Any answer would be greatly appreciated!

virantiquus

When you actually get into looking at ethnographic studies of "tribal" or "segmentary" societies, what you find is that it is extremely difficult to draw a line determining who is in the tribe and who is not. It's even hard to establish that such a thing as "the tribe" in the sense we conceive of it exists.

For instance, a particular field ethnography of the Kurdish people from around the 1970s that I just read describes how in nearly the same sentence, a old man describes his neighbors as kurds, and then as foreigners. With constant migration, marriage, warfare, globalization and trade, who is and isn't a "Kurd" varies wildly on the time of year, social status of the person in question, and relationship of the person to whomever is doing the classifying.
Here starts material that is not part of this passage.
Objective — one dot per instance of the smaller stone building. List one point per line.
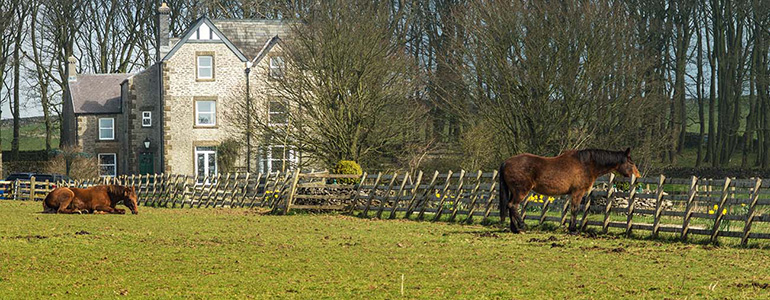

A man might be considered a kurd if he moved to a non-Kurdish area, but in his homeland he might consider himself something completely different.

This ultimately gets to the question of how ethnicity is defined anthropologically-- while earlier anthropologists defined it based on cultural forms and features such as material culture, pretty much all credible anthropologists today will state that ethnicity (and therefore which "tribe" you are in) is completely based on self-ascription and the ascription as such by others.

So, getting back to your question, since it's even very difficult to establish where a tribe begins and ends even in modern populations where we have bountiful data and a population that is capable of ascribing ethnicity, it becomes nearly impossible to establish these boundaries based on the archaeological and historical record.

The short answer is, no one really knows the extent of the Shoshone, because no one actually can tell who was a Shoshone and who wasn't, or if the Shoshone even existed at all as a concrete unit.